Synergy Pharmaceuticals announced Wednesday that the first of two its pivotal Phase 3 trials on the safety and efficacy of two treatment doses of plecanatide have yielded positive top-line results.
The trial involved 1,346 adults diagnosed with chronic idiopathic constipation. According to preliminary analysis, plecanatide in 3mg and 6mg doses achieved the trial's primary endpoint, demonstrating statistical significance in a portion of the intention-to-treat population compared to those on placebo during a 12-week period.
The said endpoint is the current one required by the U.S. Food and Drug Administration for approval in chronic idiopathic constipation. Plecanatide is the first drug to be approved for the condition utilizing highly stringent regulatory standards for durability in response.
Researchers noted that plecanatide was well tolerated and safe at both doses, with the most common adverse effect being diarrhea. About 5.9 percent of patients given 3mg doses of plecanatide and 5.5 percent of administered 6mg doses experienced the side effect, as well as 1.3 percent of those on placebo. No other relevant abnormalities were reported during serum chemistries and urinalyses as well as when vital signs or ECG measurements were taken.

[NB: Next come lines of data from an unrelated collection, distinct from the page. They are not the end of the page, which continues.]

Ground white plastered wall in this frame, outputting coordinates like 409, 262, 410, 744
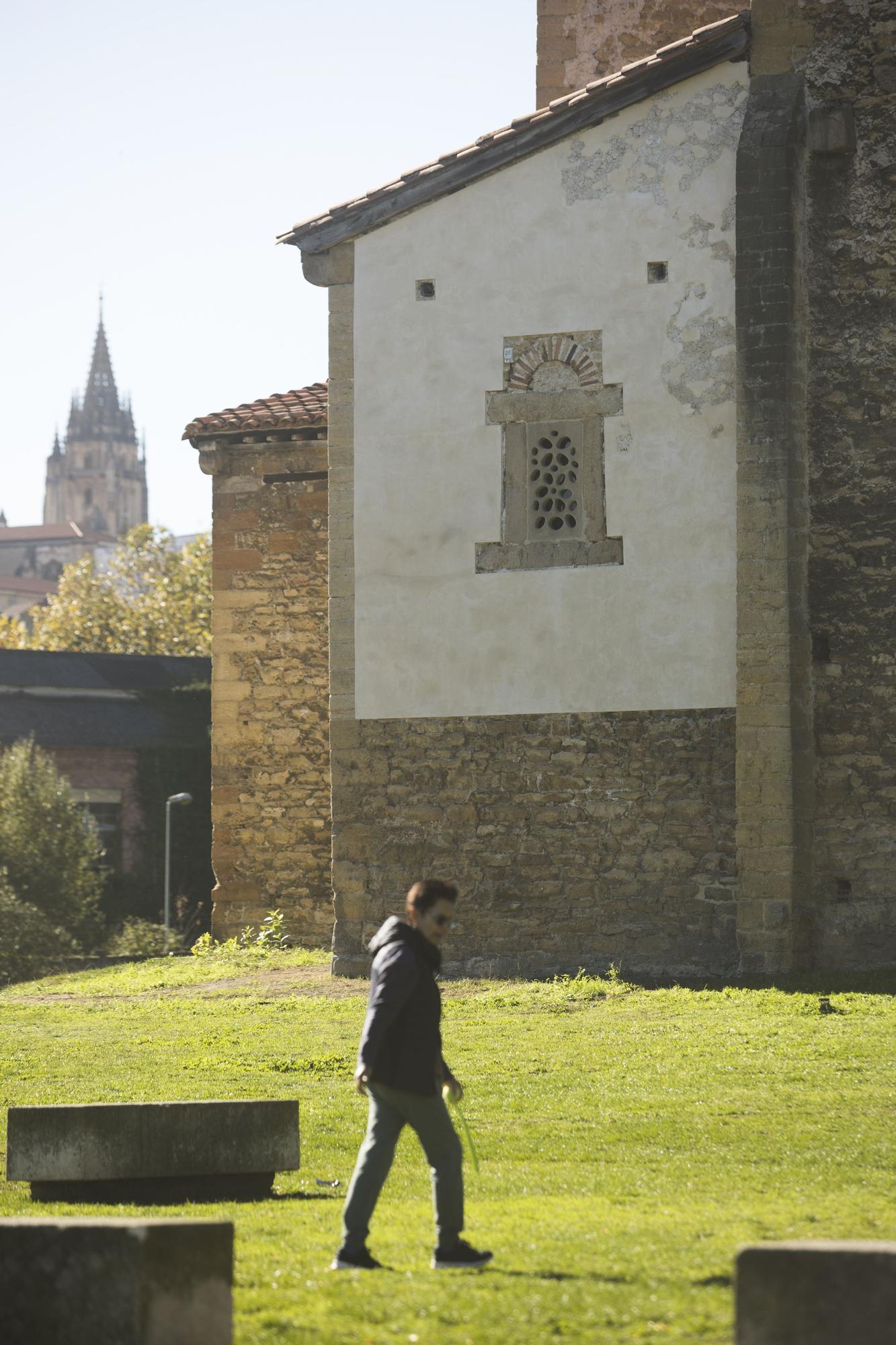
354, 63, 747, 718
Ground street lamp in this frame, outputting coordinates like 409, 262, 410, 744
165, 794, 192, 952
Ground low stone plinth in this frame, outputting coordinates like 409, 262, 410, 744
7, 1099, 298, 1204
0, 1219, 233, 1345
736, 1241, 896, 1345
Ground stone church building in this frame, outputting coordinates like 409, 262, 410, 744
0, 315, 149, 619
184, 0, 896, 976
43, 315, 149, 537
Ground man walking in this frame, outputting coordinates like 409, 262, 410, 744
331, 878, 491, 1270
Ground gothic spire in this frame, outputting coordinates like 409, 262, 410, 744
82, 312, 118, 420
69, 305, 136, 443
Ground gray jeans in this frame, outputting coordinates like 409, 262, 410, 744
341, 1083, 464, 1252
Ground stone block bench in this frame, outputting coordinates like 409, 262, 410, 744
0, 1219, 233, 1345
736, 1241, 896, 1345
7, 1099, 298, 1204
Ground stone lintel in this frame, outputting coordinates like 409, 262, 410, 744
477, 537, 623, 574
486, 383, 623, 425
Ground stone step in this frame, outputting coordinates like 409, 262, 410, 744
736, 1241, 896, 1345
7, 1099, 298, 1202
0, 1219, 233, 1345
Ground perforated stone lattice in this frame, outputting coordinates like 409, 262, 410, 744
528, 425, 581, 538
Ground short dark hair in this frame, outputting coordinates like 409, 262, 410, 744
405, 878, 458, 915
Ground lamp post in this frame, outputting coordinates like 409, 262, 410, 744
165, 794, 192, 952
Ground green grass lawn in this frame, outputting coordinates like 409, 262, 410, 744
0, 952, 896, 1345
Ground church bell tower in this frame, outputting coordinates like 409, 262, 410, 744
43, 308, 148, 535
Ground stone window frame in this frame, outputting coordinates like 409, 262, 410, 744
475, 331, 623, 574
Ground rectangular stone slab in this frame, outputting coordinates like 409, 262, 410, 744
0, 1219, 233, 1345
736, 1241, 896, 1345
7, 1099, 298, 1182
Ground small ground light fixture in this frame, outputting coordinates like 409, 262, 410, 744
164, 794, 192, 952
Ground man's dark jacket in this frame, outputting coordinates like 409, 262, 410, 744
358, 916, 451, 1095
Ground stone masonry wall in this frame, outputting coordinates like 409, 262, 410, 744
737, 0, 896, 971
797, 0, 896, 968
536, 0, 737, 108
200, 432, 332, 947
332, 710, 736, 975
736, 74, 813, 975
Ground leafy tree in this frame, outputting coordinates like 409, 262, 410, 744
0, 738, 104, 943
0, 869, 74, 986
0, 523, 211, 655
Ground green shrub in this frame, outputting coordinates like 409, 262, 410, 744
0, 738, 104, 944
190, 911, 289, 960
0, 869, 75, 985
106, 916, 183, 958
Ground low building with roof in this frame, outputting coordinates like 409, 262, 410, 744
183, 383, 332, 946
0, 650, 211, 919
184, 0, 896, 978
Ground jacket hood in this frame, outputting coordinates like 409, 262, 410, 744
368, 916, 441, 971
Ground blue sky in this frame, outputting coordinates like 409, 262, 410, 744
0, 0, 536, 533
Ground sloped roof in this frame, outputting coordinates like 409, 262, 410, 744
0, 650, 211, 691
184, 383, 327, 438
0, 522, 116, 543
0, 574, 56, 593
277, 9, 749, 253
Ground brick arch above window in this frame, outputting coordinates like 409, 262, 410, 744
507, 335, 603, 393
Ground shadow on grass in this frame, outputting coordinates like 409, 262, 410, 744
268, 1190, 339, 1200
485, 1264, 633, 1284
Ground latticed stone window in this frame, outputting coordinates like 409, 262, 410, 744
477, 331, 623, 572
526, 421, 583, 538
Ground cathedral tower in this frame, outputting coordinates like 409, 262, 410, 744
43, 311, 148, 534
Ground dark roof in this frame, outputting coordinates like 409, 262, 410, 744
0, 691, 206, 748
0, 574, 56, 593
277, 9, 749, 253
183, 383, 327, 438
0, 521, 116, 545
0, 650, 211, 691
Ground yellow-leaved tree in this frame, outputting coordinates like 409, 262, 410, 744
0, 523, 211, 655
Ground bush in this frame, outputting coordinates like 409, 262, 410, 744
106, 916, 183, 958
190, 911, 289, 960
0, 869, 77, 986
0, 738, 104, 943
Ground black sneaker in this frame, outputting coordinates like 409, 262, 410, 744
329, 1247, 382, 1270
432, 1237, 493, 1270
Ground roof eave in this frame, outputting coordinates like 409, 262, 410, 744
277, 11, 749, 253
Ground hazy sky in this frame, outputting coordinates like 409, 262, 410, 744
0, 0, 536, 533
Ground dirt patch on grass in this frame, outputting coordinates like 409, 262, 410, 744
1, 967, 368, 1005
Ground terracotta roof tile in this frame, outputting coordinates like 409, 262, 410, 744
277, 9, 749, 252
180, 383, 327, 438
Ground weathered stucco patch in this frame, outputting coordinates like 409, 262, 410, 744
561, 83, 747, 206
661, 281, 735, 413
678, 215, 735, 276
616, 421, 634, 453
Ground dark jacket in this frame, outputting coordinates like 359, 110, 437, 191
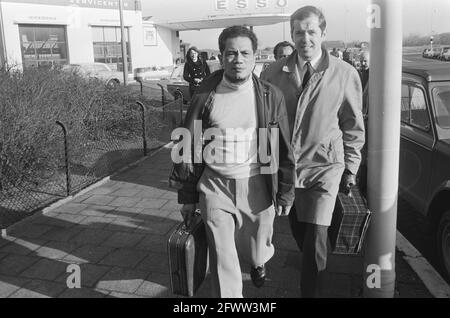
169, 70, 295, 205
183, 57, 210, 87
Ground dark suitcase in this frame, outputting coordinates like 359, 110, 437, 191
328, 187, 371, 255
167, 213, 208, 297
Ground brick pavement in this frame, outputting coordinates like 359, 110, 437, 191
0, 149, 436, 298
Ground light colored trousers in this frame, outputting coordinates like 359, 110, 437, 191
197, 167, 275, 298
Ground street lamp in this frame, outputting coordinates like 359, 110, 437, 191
119, 0, 128, 86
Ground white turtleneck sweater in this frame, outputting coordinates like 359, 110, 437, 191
204, 76, 260, 179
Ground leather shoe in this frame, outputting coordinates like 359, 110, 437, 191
250, 265, 266, 288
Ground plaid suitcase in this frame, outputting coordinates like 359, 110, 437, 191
167, 213, 208, 297
328, 187, 371, 255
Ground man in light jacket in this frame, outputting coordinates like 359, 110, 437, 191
261, 6, 364, 297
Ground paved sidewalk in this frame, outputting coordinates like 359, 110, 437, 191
0, 149, 431, 298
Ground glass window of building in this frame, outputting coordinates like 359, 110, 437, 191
19, 25, 68, 68
92, 27, 133, 73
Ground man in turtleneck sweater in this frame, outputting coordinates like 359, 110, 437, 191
170, 26, 294, 297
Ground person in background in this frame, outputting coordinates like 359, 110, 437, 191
183, 46, 211, 98
342, 48, 354, 66
359, 51, 370, 91
330, 47, 339, 57
273, 41, 295, 61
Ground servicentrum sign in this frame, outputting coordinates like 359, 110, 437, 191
2, 0, 141, 11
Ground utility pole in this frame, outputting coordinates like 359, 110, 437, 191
119, 0, 128, 86
0, 0, 8, 67
363, 0, 402, 298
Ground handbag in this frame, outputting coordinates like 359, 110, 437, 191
328, 186, 371, 255
167, 212, 208, 297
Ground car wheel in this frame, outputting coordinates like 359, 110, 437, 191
106, 80, 119, 89
437, 211, 450, 281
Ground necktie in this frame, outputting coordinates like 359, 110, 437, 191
302, 62, 314, 90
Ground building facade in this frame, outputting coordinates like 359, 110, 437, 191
0, 0, 180, 72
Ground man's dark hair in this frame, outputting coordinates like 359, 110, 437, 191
186, 46, 202, 63
219, 25, 258, 53
291, 6, 327, 34
273, 41, 295, 57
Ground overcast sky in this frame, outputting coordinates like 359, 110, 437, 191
142, 0, 450, 49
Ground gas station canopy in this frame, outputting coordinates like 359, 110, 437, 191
155, 13, 290, 31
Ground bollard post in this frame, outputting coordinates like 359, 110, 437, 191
56, 120, 72, 196
138, 79, 144, 97
157, 83, 166, 120
363, 0, 402, 298
136, 101, 147, 157
157, 83, 166, 106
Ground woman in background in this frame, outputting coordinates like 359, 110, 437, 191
183, 46, 210, 98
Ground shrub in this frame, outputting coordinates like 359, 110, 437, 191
0, 68, 161, 190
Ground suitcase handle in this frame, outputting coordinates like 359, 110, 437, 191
181, 209, 201, 233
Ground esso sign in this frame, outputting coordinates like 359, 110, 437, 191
214, 0, 288, 11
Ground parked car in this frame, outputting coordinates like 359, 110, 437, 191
439, 47, 450, 61
62, 63, 123, 88
399, 65, 450, 280
431, 47, 441, 59
422, 48, 433, 58
159, 60, 274, 102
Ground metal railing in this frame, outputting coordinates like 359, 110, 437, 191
0, 85, 188, 227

"These results strengthen our belief that plecanatide has the potential to not only effectively treat constipation but with a durability and tolerability profile that is ideal for chronic use," said Gary S. Jacob, Ph.D., CEO and Chairman of Synergy.
Stool consistency was listed as a secondary endpoint for the trial, with scores from the Bristol Stool Form Scale used to rate results in the treatment and placebo groups. Those on plecanatide started showing improvements starting Week 1, with positive results stretching into Week 12.
Synergy is planning to announce the results of the second stage of its Phase 3 trial on plecanatide and chronic idiopathic constipation during the first half of the third quarter of the year. By the 2015's fourth quarter, the company is hoping to be ready with filing its first new drug application for plecanatide as treatment for chronic idiopathic constipation. The first stage of the clinical trial was carried out in North America with 453 patients given 3mg doses of plecanatide, 441 told to take 6mg doses of the drug and 452 assigned to the placebo group.
Plecanatide is an uroguanylin analogue. Uroguanylin is a gastrointestinal peptide that naturally occurs in the small intestines of people and has a hand in normalizing gastrointestinal activity. Plecanatide has been designed to mimic the functions of uroguanylin, regulating fluid movement to promote normal digestion and address constipation.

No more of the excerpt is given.